Why I Built Human-in-the-Loop Instead of Full Automation
The case for keeping humans in control when building AI-powered security tools. Full automation sounds impressive until your reputation tanks from false positives.

I could have built BugBountyBot to submit findings automatically. The technical barrier isn’t high—an API call to HackerOne after validation passes.
I didn’t build it that way. Here’s why.
The Temptation of Full Automation
Full automation is seductive:
- Speed: Submit findings as fast as you find them
- Scale: Hunt 24/7 without human bottlenecks
- Ego: “I built a system that hunts bugs while I sleep”
Every conversation about BugBountyBot eventually hits this question: “Why not just auto-submit?”
The False Positive Problem
In security research, reputation is everything.
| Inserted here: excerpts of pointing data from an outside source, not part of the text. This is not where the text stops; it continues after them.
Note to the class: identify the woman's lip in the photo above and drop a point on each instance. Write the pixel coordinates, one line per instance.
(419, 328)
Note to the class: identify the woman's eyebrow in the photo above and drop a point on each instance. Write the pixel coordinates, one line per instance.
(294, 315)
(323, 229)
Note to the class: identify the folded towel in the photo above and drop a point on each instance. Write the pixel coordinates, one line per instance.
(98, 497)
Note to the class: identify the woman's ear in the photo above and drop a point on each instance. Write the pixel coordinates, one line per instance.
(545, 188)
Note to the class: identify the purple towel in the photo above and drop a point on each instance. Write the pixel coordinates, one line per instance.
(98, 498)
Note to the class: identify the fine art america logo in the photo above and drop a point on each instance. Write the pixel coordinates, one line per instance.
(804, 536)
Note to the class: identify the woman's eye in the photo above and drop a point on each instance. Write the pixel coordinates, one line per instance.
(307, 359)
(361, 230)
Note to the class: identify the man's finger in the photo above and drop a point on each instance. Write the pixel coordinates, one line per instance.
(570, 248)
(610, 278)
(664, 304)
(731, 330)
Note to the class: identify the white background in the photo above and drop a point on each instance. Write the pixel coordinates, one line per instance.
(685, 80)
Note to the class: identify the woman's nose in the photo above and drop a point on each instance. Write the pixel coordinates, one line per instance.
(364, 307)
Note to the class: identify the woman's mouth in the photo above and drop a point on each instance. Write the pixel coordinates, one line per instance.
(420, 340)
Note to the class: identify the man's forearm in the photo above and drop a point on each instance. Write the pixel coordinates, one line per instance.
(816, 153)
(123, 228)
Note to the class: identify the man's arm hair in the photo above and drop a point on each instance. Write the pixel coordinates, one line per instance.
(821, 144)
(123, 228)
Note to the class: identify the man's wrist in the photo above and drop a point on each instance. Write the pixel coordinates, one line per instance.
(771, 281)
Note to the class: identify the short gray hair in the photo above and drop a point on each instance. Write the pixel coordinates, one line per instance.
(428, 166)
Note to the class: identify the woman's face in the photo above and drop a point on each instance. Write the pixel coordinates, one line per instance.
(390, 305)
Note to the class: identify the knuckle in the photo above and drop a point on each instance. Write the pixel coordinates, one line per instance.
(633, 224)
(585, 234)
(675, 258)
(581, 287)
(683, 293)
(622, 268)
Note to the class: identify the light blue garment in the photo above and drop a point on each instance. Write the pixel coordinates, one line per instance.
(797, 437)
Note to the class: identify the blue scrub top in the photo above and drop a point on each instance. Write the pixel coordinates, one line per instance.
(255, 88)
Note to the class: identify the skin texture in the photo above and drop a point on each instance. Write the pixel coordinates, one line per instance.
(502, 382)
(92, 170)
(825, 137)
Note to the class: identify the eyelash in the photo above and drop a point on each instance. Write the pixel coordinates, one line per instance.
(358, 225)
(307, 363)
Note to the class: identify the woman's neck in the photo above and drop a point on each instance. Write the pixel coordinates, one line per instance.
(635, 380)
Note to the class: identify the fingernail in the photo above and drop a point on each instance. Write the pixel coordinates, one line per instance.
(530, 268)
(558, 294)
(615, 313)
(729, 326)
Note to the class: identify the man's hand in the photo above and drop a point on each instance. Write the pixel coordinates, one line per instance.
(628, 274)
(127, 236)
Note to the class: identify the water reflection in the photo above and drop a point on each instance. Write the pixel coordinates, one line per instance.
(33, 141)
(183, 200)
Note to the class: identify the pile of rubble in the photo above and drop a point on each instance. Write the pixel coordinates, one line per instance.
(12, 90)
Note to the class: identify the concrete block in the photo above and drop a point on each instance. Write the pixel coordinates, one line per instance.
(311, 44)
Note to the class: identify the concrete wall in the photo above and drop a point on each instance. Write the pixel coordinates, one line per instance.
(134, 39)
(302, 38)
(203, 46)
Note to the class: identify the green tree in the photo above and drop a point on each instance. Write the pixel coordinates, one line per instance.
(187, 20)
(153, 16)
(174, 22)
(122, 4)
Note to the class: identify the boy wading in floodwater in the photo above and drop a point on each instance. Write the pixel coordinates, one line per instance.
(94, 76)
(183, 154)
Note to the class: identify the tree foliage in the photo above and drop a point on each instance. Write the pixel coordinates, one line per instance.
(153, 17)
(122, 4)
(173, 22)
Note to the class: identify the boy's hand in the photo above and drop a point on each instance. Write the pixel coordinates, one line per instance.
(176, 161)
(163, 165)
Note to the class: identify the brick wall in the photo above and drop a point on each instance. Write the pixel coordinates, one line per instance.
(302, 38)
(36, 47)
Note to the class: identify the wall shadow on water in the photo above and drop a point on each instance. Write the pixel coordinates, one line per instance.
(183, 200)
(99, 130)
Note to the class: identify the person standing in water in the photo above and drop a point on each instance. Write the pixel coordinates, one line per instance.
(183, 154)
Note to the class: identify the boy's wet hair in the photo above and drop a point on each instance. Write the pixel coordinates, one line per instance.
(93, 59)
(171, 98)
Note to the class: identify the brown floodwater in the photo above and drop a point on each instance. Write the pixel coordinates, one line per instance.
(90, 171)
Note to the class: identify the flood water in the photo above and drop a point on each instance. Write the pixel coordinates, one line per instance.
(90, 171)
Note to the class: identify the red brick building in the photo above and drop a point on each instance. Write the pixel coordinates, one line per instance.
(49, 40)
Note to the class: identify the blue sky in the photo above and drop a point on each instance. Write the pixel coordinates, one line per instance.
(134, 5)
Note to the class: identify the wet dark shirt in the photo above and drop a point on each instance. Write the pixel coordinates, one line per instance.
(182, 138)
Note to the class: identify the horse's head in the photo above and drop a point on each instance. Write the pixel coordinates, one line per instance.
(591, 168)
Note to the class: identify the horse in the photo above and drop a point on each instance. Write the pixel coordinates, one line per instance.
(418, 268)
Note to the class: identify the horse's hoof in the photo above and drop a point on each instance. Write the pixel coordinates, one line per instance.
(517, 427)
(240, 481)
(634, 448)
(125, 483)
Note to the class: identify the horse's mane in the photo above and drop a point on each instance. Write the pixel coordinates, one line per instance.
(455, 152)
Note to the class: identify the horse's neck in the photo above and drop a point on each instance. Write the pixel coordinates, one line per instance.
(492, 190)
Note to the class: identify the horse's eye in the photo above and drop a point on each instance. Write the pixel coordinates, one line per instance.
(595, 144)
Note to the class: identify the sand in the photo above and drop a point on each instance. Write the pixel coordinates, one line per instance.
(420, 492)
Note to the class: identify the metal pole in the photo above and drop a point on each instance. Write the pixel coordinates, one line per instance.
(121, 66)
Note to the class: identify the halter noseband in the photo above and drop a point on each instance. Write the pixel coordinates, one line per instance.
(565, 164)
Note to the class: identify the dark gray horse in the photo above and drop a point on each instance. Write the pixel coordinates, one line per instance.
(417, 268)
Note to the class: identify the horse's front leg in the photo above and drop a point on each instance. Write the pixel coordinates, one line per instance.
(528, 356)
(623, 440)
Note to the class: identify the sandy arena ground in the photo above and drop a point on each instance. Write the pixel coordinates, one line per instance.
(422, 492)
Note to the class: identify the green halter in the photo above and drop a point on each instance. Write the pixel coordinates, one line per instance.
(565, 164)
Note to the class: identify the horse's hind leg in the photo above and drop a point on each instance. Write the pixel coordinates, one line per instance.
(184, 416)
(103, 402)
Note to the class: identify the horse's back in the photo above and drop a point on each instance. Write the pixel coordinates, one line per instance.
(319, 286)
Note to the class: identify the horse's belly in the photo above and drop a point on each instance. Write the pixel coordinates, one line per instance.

A single bad submission can:
- Get your report closed as “Not Applicable”
- Add a negative signal to your profile
- Cost you access to private programs
- Waste triager time (they remember)
The math is brutal: one false positive can undo five true positives in terms of reputation impact.
Automated systems optimize for recall—finding everything possible. But bug bounty rewards precision. A 90% precision rate sounds good until you realize that means 1 in 10 submissions is garbage.
Platform Requirements
This isn’t just my opinion—platforms explicitly require human oversight.
From HackerOne’s Automation Policy:
“Automated tools must have human review before submission. Fully automated submission systems are prohibited.”
From Intigriti’s Terms:
“Researchers are responsible for the quality and accuracy of all submissions, including those assisted by automated tools.”
From Bugcrowd:
“Automated scanning that results in excessive false positives may result in account suspension.”
Build full automation, and you’re violating ToS. Not a gray area.
The Liability Question
When your bot submits a finding, who’s responsible?
- If it’s valid: You get credit
- If it’s invalid: You get blamed
- If it causes harm: You’re liable
There’s no “my AI did it” defense. The liability is asymmetric—downside is yours, and “scale” just multiplies it.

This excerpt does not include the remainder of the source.